I watched him for a moment, not sure how much of what he said I should believe. “So what brought you to this hot
el?” I asked. “You’re not telling us that’s coincidence, too?”
“Oh no. Not at all. I know Anderson’s taste in hotels. I just phoned all the most expensive ones in Lincolnshire until I found him. Does he know that you two are here as well?”
“We met him last night. He expects to have the bird in his hands sometime today.”
“Does he indeed?” Potts looked a little pensive at this. “Well, we can ask him all about it in a moment. I called him late last night and arranged to meet him here at eight.” He pulled a pocket watch out of his waistcoat pocket and flicked it open. “While we wait for him, we can all have another drink and you can tell me about this place. This must be where the Lincoln green comes from, I guess…”
It was another strange evening. Anderson arrived twenty minutes later with Gabby in tow and I think they were both a little surprised at the committee assembled to greet them. Anderson responded with typical unruffled ease and insisted on ordering more wine—French and expensive. Gabby and I exchanged smiles but I found it difficult to catch her eye as the conversation circulated around the table.
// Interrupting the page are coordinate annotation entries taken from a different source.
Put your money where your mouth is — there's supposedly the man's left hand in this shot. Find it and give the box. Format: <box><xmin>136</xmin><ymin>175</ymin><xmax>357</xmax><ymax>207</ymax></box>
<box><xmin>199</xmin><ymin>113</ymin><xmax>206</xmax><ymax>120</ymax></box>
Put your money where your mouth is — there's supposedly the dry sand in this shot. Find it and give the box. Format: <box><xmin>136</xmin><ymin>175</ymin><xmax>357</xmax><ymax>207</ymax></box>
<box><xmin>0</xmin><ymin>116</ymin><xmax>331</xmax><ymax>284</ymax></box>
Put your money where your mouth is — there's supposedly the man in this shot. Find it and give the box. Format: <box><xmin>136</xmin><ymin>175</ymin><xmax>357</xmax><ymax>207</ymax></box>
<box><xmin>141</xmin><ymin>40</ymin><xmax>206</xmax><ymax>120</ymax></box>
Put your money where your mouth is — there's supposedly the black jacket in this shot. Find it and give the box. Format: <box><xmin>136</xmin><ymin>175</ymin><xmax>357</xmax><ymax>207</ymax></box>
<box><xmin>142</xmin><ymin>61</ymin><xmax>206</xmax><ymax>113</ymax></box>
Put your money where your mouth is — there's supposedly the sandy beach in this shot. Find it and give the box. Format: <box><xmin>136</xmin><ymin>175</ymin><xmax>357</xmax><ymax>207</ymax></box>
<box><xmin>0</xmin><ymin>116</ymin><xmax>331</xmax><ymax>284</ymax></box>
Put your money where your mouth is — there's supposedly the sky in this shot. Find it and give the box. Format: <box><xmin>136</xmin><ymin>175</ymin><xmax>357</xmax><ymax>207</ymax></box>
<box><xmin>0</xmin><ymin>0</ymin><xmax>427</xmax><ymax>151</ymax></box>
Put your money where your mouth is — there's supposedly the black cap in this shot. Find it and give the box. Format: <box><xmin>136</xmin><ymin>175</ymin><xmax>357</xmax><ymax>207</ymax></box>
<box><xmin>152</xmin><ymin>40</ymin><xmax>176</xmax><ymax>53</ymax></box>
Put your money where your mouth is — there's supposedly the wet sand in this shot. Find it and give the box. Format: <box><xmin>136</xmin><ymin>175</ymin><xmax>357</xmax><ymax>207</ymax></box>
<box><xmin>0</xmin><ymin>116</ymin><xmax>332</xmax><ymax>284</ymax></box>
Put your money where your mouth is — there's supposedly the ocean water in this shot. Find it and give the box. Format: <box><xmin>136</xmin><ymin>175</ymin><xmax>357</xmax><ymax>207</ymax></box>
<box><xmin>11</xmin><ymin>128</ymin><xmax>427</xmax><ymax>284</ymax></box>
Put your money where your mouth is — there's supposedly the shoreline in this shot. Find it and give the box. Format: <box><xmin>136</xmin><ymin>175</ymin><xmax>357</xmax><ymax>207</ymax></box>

We were a curious group. First there was Anderson, finely honed and immaculately dressed, and next to him Gabby, who couldn’t help but challenge the popular image of a conservationist. She was too perfectly at home in a cocktail dress, too instinctively chic, to be imagined sweating and dirty in a makeshift field lab, and she’d always been that way, even in the hottest and dirtiest of times, always somehow cooler and neater than the rest of us. I knew at least one researcher who had stuck with her even when the salaries weren’t being paid, purely because of the whiff of glamour she brought to the work. Next to those two, Katya looked younger and less confident. Potts, sitting beside her, looked vaguely cherubic. What people would have made of me, I couldn’t guess. I wasn’t sure I knew myself.